# please help me to trace my old mare



## vkh (30 December 2012)

hi im trying to search for my old mare bubbles she may now be under a different name.
i sold her and wish i had never done it i asked the people i sold her to, if they needed to sell her to let me no.
i found out they have sold her and they would not tell me where she had gone. i think they sold her to a dealer as they seem a bit ashamed and i just dont understand why they wont tell me even an area to where she went.
i sold her too an older lady in buckland in the moor in devon she could be anywhere.
the thing is she seems very grumpy and not a nice mare at all if in a stressful environment but she is the sweetest most loving mare when you get to no her you can put a novice on her and she was bomb proof obviously her behaviour could have changed dependant what has happened.
 description:
Holstinexwarmblood
15.3
bay mare 
22years old
she does have a passport but obviously this could no longer be with her and her age may have been lied about and she may of had a name change. 
her passport name is marcasite but she was known as bubbles this is also on her passport.
she does have a bony lump on one of her hind legs and one cheek is bigger than the other and a different shape from a nasty fall when she was a foal, this can only be noticed if you really look for it.
before me she only had two owners we are worried as to where she is as she was very loved by us all if you have any info please get in touch i do have a picture if you think u might no her i can send it to you. thank u


----------



## sophie1981 (31 December 2012)

Can you post a pic? I'm looking for history on my horse so will keep an eye out xxx


----------



## vkh (31 December 2012)

i may sound silly but how do u post a picture on here and thank u x


----------



## sophie1981 (31 December 2012)

Lol not silly at all!
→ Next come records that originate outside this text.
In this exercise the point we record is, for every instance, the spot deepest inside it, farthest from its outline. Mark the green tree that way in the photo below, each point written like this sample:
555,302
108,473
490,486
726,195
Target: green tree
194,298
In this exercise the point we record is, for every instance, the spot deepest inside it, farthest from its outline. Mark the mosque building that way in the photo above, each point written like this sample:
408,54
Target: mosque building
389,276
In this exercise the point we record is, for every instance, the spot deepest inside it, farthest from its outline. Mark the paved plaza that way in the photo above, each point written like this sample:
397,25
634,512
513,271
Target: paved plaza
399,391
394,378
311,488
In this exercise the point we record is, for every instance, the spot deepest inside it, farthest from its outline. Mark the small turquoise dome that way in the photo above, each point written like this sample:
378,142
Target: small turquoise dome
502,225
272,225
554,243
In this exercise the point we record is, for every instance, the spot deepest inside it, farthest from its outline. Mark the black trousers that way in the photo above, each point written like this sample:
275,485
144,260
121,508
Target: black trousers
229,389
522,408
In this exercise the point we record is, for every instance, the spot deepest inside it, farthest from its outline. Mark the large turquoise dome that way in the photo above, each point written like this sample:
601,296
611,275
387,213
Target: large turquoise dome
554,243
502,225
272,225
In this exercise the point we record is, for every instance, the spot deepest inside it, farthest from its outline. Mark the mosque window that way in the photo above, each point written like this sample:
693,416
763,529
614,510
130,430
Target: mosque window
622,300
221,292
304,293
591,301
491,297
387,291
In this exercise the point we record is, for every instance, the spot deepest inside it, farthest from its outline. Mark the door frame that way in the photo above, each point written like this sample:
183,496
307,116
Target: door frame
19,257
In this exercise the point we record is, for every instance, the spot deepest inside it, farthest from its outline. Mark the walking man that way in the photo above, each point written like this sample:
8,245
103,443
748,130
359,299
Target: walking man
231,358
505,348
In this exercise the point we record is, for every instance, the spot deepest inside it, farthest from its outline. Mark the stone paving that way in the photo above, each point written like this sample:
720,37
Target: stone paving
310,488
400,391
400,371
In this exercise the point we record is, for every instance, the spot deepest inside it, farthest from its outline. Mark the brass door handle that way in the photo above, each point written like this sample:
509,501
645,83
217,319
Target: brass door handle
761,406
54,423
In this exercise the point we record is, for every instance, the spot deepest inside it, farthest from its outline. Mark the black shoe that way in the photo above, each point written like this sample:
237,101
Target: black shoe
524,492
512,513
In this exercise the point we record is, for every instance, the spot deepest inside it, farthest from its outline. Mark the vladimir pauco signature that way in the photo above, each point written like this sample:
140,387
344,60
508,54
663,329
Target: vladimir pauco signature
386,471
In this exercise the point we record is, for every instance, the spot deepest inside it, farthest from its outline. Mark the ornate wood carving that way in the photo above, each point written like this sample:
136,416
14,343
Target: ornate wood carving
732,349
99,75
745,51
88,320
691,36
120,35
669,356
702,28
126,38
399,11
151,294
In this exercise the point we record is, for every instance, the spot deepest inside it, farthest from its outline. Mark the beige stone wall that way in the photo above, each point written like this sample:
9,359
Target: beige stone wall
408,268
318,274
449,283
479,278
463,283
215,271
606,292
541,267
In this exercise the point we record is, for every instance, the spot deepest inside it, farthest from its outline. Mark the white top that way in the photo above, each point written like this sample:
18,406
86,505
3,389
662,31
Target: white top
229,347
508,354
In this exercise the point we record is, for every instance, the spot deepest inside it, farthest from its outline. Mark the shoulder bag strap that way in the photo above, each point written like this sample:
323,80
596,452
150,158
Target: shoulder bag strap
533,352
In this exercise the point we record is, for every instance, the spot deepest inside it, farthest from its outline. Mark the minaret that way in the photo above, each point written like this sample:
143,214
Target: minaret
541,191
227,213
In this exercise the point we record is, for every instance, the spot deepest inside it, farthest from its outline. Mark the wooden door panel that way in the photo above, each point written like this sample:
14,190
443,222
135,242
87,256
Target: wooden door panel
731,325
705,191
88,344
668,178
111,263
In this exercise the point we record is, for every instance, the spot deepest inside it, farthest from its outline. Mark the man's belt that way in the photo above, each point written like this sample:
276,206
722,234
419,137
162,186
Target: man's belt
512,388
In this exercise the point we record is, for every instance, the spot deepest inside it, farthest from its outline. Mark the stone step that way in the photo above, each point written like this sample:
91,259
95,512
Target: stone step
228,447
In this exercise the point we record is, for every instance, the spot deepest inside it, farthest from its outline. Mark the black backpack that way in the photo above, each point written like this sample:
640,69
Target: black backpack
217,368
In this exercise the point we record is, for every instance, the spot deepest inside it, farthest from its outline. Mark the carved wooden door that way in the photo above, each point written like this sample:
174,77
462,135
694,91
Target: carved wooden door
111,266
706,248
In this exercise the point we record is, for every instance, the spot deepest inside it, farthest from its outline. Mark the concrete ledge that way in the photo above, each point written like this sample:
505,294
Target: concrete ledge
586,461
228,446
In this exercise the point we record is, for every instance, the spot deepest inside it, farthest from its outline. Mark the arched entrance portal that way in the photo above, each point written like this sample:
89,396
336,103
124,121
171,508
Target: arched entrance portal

I'm not too sure either but I posted links to my photobucket account xx


----------



## vkh (31 December 2012)

hi there are pictures of bubbles have a look on my profile let me no if you can see them x


----------



## flowerlady (31 December 2012)

vkh said:



			hi there are pictures of bubbles have a look on my profile let me no if you can see them x
		
Click to expand...


Can only see one pic of her head.  She looks lovely.  How long ago did you sell her to the people who have sold her on?


----------



## vkh (31 December 2012)

I sold her five years ago and the people I sold her to we are not to sure it was either this spring or last spring x


----------



## flowerlady (31 December 2012)

vkh said:



			I sold her five years ago and the people I sold her to we are not to sure it was either this spring or last spring x
		
Click to expand...

Do you mean they are not sure if they sold her this spring or last spring??


----------



## vkh (31 December 2012)

I don't no when they sold her I'm sure it was this spring x


----------



## vkh (31 December 2012)

It wasn't it was last spring I'm sure it was sorry getting confused


----------



## vkh (31 December 2012)

sorry realised it doesn't make a lot of sense i will explain my self better. the people i sold her too wouldn't say who they sold her too or when  all i no is that she was last seen in the field where she was kept in spring 2011 funnily enough the people i bought her from lived very close by so i got my info from them.


----------



## vkh (1 January 2013)

http://www.horseandhound.co.uk/forums/album.php?albumid=5453 pictures of bubbles are on this link x


----------



## flowerlady (2 January 2013)

vkh said:



			sorry realised it doesn't make a lot of sense i will explain my self better. the people i sold her too wouldn't say who they sold her too or when  all i no is that she was last seen in the field where she was kept in spring 2011 funnily enough the people i bought her from lived very close by so i got my info from them.
		
Click to expand...

Would the passport agency be able to tell you if the horse is still alive?  Or could they pass a letter on to the new owners if you have her old passport name and number??


----------



## hayinamanger (2 January 2013)

I spent over 2 years searching for a mare I sold.  She was adverised within 2 weeks of leaving here, the buyer refused to speak to me.  I bored everyone to death with it on here and then, one day out of the blue, her new owner emailed me.  I had registered with Tracing Equines and the new owner, who had not been given her passport, registered with them and there were my posts and pictures of their horse.  Great result.  If you haven't already registered with Tracing Equines, do so now.  Good luck!


----------



## vkh (2 January 2013)

thank you for your help, i have contacted the passport agency the passport has not been updated unfortunatly but ive given them my contact details just in case! i will try horse trace thank you x


----------



## vkh (27 February 2013)

bump


----------